The bottom line is what kind of platform gives the best bang for the buck. Choosing a cloud based solution will render any and all activity on the server to maintain the site as a cost. Making backups, moving data, experimentation -- do not come for free. Every cycle costs money. For a heavily moderated system such as this, those costs will add up. Having a dedicated "ferry-boat" sized capability with a "row-boat" cost gives the site a benefit of not being billed for administrative and routine actions on the site.

Last, the sheer amount of customization and setup that makes a site simple to maintain is easier to do when the box is either co-located or rented.
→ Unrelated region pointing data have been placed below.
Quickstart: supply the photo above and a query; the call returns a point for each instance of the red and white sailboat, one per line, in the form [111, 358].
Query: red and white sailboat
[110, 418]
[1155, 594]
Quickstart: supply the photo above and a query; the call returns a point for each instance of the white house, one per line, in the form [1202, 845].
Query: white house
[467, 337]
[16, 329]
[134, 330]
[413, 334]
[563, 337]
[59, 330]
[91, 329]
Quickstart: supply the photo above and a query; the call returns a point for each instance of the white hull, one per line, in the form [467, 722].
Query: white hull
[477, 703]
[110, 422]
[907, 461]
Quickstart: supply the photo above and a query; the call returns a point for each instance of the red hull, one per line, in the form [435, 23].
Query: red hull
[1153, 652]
Co-location was never a real possibility as explained . Cloud options also limit the degree to which customization can be made. It really comes down to choosing a dedicated server rental that has the right amount of processing power and gaining the benefit of the fat-pipe network that comes with it.

Options

  1. https://us.ovhcloud.com/bare-metal/advance/adv-1/

  2. TBD. I will need to keep digging around looking for comparable options, but the "advance-1" scale and baseline CPU performance is what should be considered. The benchmark is around 15000 compared to the 5500-6000 benchmark of what the site currently runs. I'd prefer to use Intel over AMD processing parts. They are machine-instruction compatible (IA64) but their silicon design principles are different. I've seen (anecdotally) that the Intel based silicon is a better performance decision over AMD.

  3. TBD. I also would advise against SSD. The HDD today are fast and reliable and cheap enough for what we want to do. Our site is not benefiting from SSD, it benefits from large space available to store media. Having the speed improvement of SSD is offset by the cost of having equal sized storage in SSD compared to HDD.

  4. TBD. Last, (again) the situation of the datacenter in terms of the backbone connected is a very important feature of the selection. Geographically we want a data center that is on the well-routed path. East coast is generally good, North-midwest can be good and has good route to EU (as does East coast). West coast is obviously well routed but the span across the NA continent does add a tiny bit of latency that would not be there if it was hosted in the North or East. I'm ruling out hosting in EU or Asia.

Homework

The homework assignment is to find vendors of rented silicon that address these coarse grained objectives for the hardware platform of the site.

I have about 6-7 years of background with OVH. There are others out there that are comparable. Let's find them.

Addendum

I did have a conversation with the AWS sales engineer about this approach of using the Cloud and the expressed message I got from them was the billing of use is not a sliding scale. One has to choose the initial "size" of the computing unit up front and the minimum billing is based on that. I still will try to track down more definite answer from AWS on this question since at first I was not keen on their answer, but perhaps there is some kind of product in their offering that actually serves us for our goals.